Departments cope with decreasing budget

Maria Eberhart, Editor-in-chief

Dulaney’s operating budget has steadily declined since the 2015-16 school year despite consistent enrollment and increasing structural issues.

The operating budget, which is specifically apportioned for supplies, materials and other various services, is determined by Baltimore County Public Schools using a per pupil allocation formula based on student enrollment. Dulaney’s population has remained around 1800 students, but the operating allocation for the 2018-19 school year is $215,000 compared to $330,000 three years ago for fiscal year 2015-16.

BCPS attributes this decrease partially to the fact that schools no longer need to purchase computers and printers due to the new, expansive technology initiative. Principal Sam Wynkoop, who is responsible for managing the budget, has handled the cutbacks by making department chairs request materials instead of allotting specific funds for each department. He urges department heads to be frugal when making their requests.

English department chair Jason Bowman is considerate of the tightening budget.

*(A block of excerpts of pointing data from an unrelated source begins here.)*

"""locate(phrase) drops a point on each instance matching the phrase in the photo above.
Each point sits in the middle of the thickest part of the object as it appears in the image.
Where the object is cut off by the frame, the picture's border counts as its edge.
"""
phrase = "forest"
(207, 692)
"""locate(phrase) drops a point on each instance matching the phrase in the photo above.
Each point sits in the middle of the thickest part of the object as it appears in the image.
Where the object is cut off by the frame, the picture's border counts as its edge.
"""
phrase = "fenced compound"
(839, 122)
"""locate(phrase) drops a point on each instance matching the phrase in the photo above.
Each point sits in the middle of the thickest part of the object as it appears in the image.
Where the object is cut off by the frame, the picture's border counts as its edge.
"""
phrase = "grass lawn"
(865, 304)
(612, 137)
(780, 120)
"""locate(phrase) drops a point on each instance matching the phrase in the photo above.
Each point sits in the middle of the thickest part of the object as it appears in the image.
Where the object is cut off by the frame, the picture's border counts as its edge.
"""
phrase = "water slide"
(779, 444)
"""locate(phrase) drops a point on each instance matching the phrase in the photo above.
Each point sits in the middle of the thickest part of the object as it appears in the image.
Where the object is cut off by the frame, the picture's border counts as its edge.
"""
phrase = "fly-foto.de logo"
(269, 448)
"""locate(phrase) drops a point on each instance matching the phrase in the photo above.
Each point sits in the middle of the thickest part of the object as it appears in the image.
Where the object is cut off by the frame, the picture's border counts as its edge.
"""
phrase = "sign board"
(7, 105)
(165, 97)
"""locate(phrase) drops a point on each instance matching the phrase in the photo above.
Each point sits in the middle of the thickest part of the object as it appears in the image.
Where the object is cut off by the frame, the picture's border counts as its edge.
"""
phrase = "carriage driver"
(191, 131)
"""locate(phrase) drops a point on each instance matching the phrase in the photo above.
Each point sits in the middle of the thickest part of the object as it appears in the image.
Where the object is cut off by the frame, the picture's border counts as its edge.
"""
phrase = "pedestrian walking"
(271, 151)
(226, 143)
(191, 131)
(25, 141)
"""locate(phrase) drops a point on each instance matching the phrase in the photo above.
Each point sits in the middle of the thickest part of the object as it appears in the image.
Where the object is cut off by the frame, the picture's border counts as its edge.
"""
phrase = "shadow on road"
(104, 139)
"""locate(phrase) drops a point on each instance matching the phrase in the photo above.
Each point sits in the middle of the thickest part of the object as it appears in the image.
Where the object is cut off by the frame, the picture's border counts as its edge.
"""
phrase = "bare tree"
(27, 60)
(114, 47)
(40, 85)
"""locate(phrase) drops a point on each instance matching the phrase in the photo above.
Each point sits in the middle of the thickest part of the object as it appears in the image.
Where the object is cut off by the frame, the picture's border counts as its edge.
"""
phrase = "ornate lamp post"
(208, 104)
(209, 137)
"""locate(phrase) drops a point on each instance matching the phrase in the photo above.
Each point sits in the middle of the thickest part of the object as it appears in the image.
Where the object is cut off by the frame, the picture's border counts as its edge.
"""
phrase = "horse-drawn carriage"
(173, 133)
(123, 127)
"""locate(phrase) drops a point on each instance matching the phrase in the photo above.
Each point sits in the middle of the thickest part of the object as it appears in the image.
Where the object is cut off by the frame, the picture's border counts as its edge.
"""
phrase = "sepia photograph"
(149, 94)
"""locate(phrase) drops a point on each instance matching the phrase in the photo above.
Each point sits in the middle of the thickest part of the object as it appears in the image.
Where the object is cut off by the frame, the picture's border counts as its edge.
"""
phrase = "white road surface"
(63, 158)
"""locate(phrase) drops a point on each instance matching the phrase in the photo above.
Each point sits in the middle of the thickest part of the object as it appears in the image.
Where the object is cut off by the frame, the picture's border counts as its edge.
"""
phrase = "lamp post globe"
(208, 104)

“I tend to be really thoughtful of what I order, because I know we have limited resources,” Bowman said.

While Bowman generally considers the English department’s expenses accounted for, there are instances in which lack of funding is evident.

“It would be awesome to have money for National English Honor Society to do more and to send teachers to conferences and things like that…I don’t even ask because I know it’s not available,” Bowman said.

Student activity funds, such as paid admissions at sporting events and selling advertisements in The Griffin, also aid in financing programs at Dulaney. But the Parent Teacher Student Association and booster club fundraising is critical in supporting most school activities, especially athletics.

Director of Athletics Richard Reed is wary of the decreasing budget considering Dulaney’s large population of 1300 student athletes. He has also observed noticeable changes as a result of insufficient funding.

“When I first got here there were 20 JV baseball games allocated for the season, now we are down to 14. They [students] don’t see that games cost money. So, the county reduces some games and that really hurts,” Reed said.

Reed credits careful management and successful fundraising as methods of coping.

“We are very fortunate to have an amazing booster club… and we manage our money better than most,” Reed said. “Our teams are very good with regulating revenue, getting what they need, and having goals.”